0x400edf00 in epoll_wait () from /home/jruble/NativeTest/obj/local/armeabi-v7a/libc.so
(gdb)

It stops with a SIGTRAP in epoll_wait(). I’m not sure why – perhaps this is a convenience mechanism to automatically break when you attach a debugger.

(gdb) info program
Debugging a target over a serial line.
Program stopped at 0x400edf00.
It stopped with signal SIGTRAP, Trace/breakpoint trap.
(gdb) bt
#0 0x400edf00 in epoll_wait () from /home/jruble/NativeTest/obj/local/armeabi-v7a/libc.so
#1 0x40211b2c in ?? ()
#2 0x40211b2c in ?? ()
Backtrace stopped: previous frame identical to this frame (corrupt stack?)
(gdb)

Anyway, continuing..

(gdb) continue
Continuing.

I now perform the action that causes the crash.

[New Thread 28299]

Program received signal SIGBUS, Bus error.
[Switching to Thread 28299]
0x4fe473c4 in main () at /home/jruble/svn/tools/android_native_driver/NativeTest/jni/staticlib/sigbus.c:5
5	   uint64_t bar = *((uint64_t *) &foo);

Must go deeper..

(gdb) disas /m main
Dump of assembler code for function main:
3	void main(){
0x4fe473ac <+0>:	push	{r11}		; (str r11, [sp, #-4]!)
0x4fe473b0 <+4>:	add	r11, sp, #0
0x4fe473b4 <+8>:	sub	sp, sp, #20

4	   uint8_t foo = 123;//[8] = {1,2,3,4,5,6,7,8};
0x4fe473b8 <+12>:	mov	r3, #123	; 0x7b
0x4fe473bc <+16>:	strb	r3, [r11, #-13]

5	   uint64_t bar = *((uint64_t *) &foo);
0x4fe473c0 <+20>:	sub	r3, r11, #13
=> 0x4fe473c4 <+24>:	ldrd	r2, [r3]
0x4fe473c8 <+28>:	strd	r2, [r11, #-12]

6	}
0x4fe473cc <+32>:	sub	sp, r11, #0
0x4fe473d0 <+36>:	pop	{r11}		; (ldr r11, [sp], #4)
0x4fe473d4 <+40>:	bx	lr

End of assembler dump.

Here we can see that the offending line is a load double-word instruction (ldrd), which presumably has an alignment requirement.
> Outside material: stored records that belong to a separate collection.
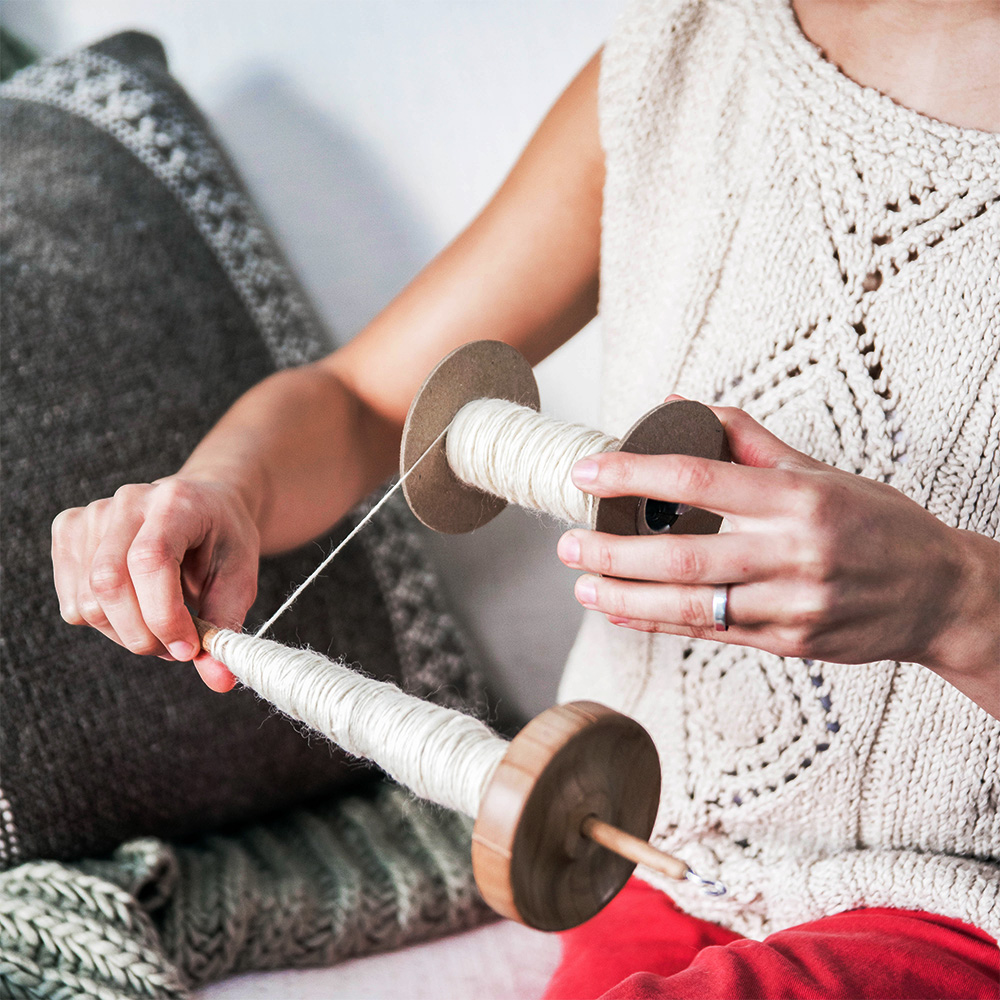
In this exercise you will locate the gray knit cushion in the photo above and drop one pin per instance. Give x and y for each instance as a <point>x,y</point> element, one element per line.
<point>141,294</point>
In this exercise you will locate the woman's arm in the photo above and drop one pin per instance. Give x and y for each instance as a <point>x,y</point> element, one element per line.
<point>297,451</point>
<point>820,563</point>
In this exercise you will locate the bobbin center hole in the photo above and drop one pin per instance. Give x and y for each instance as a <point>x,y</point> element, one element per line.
<point>657,517</point>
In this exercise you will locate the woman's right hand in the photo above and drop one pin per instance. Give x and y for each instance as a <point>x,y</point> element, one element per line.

What’s the address?

(gdb) print /x $r3
$1 = 0x5406dc1f

So there’s the problem: 0x5406dc1f % 4 == 3. Assuming you have a good reason to point a uint64* at a uint8, make sure you only do it in a word-aligned way.

Miscellaneous

Linux is actually able to trap and emulate (“fix up”) offending unaligned accesses. You can control this behavior with /proc/cpu/alignment. (wiki.debian) My Android device can be configured with the forgiving kernel-fixes-your-mistakes behavior, but it makes sense that this is disabled by default: it’s likely very expensive.

On my device, LDRD instruction operands need only be word-aligned, not doubleword-aligned; i.e. the addresses must divide by 4, but they need not divide by 8.

My case only seems to happen with NDK Makefile configuration NDK_TOOLCHAIN_VERSION=4.8 and APP_OPTIM := debug; use clang or optimization and it goes away.